La scienza, che fu detta “borghese”, sarebbe stata più conseguente se avesse preso le mosse da Tarzan. Burroughs (Edgar Rice) illustra in modo assai brillante quali differenziazioni effettivamente biologiche (di DNA diremmo oggi) esistano tra il neonato umano, subito orbato dei suoi genitori e salvato da “mamma scimmia” (che aveva appena perso suo figlio), e la tribù di primati in cui viene allevato. I suoi progressi di differenziazione dalla scimmia sono lentissimi, l’idea del minimo sforzo non occupa affatto i suoi pensieri né orienta la sua azione. Afferra invece fin da bambino la necessità di sopperire alla nettamente minore massa muscolare, che lo rende inadatto ad un certo tipo di lotta in natura, sviluppando l’astuzia e imparando ad usare con la massima abilità il coltello che, fortunosamente, trova nella capanna dove suo padre (che egli non sa lo fosse) era stato accoppato. Solo quando nell’isola arriva una nave che porta i membri di una ben precisa formazione sociale umana (sempre quella capitalistica), inizia il suo vero apprendistato che si conclude però malinconicamente rinunciando all’amore di Jane, attratta sensualmente dalla sua animalesca carica vitale (dell’odore però non si fa cenno….), ma sempre preda di una forma di resistenza di fronte a quest’uomo un po’ “strano”, per cui alla fine preferisce l’individuo “civile”, abituato alla vita delle città borghesi, all’educazione (con tutti i suoi limiti e tabù) e alle manifestazioni di sentimenti più soft, ecc.

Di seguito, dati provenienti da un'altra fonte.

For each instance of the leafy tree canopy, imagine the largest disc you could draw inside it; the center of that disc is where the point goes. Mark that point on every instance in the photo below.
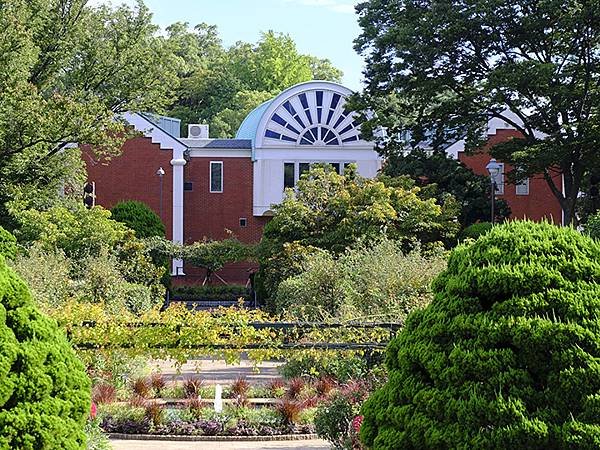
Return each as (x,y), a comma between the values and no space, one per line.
(90,237)
(44,389)
(207,254)
(332,212)
(221,85)
(450,176)
(66,69)
(442,69)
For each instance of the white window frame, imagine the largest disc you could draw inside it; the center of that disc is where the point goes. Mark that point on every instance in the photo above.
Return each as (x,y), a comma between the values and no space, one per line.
(499,180)
(522,188)
(210,165)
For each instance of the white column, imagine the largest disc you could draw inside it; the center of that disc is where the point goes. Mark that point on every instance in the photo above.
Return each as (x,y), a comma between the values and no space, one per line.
(178,162)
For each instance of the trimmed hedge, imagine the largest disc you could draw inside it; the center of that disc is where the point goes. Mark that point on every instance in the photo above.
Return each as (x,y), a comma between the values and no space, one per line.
(506,356)
(139,217)
(475,230)
(44,389)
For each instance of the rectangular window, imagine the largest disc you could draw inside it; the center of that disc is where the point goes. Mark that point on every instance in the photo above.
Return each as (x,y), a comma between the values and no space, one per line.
(289,175)
(216,176)
(499,180)
(522,188)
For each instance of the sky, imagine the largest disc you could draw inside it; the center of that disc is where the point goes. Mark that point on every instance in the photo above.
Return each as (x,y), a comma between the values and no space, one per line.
(323,28)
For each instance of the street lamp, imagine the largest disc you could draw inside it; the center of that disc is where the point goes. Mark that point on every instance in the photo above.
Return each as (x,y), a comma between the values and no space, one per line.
(161,173)
(493,168)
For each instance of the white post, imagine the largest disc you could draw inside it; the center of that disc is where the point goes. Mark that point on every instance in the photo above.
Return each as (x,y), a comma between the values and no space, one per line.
(178,162)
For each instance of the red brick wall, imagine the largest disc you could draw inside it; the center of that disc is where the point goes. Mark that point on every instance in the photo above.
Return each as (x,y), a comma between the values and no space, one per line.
(132,176)
(539,204)
(209,214)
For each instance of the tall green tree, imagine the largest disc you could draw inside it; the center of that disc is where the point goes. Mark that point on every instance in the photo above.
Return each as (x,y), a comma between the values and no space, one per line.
(221,85)
(332,212)
(443,68)
(66,71)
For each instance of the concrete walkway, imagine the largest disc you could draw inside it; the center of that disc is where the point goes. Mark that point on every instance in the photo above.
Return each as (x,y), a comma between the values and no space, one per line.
(312,444)
(217,371)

Sarebbe stato veramente interessante vedere come se la sarebbero cavata Walras o Marshall o Böhm-Bawerk, ecc. alle prese con Tarzan, in cui non vi è il “primato della domanda”. I suoi “calcoli” sono basati sull’uso spiccio del coltello, sulle estenuanti attese per gli agguati, sui plurikilometrici e quatti pedinamenti controvento per non far sentire il suo odore di animale, sulla sua lunghissima e prudente attesa del declino (per vecchiaia) della tigre, che da giovane lo aveva quasi ucciso. E quando essa è divenuta meno agile e un po’ torpida, riesce infine a sopprimerla (anche con un po’ di fortuna); allora esplode il suo orgoglio nella certezza d’essere divenuto la “prima potenza” della foresta. Dov’è il “primato del consumatore” del micragnoso e gretto Robinson? In Tarzan, effettivamente, la forza e l’astuzia, l’inganno e l’ambizione, espressi nella forma più pura dell’animale, precedono ogni possibile forma mercantile. Non è lo scambio che determina la preminenza. Lo si potrebbe mostrare pure con altri passi del libro, quando sbarcano dalla nave i marinai “cattivi”, ma questo basti.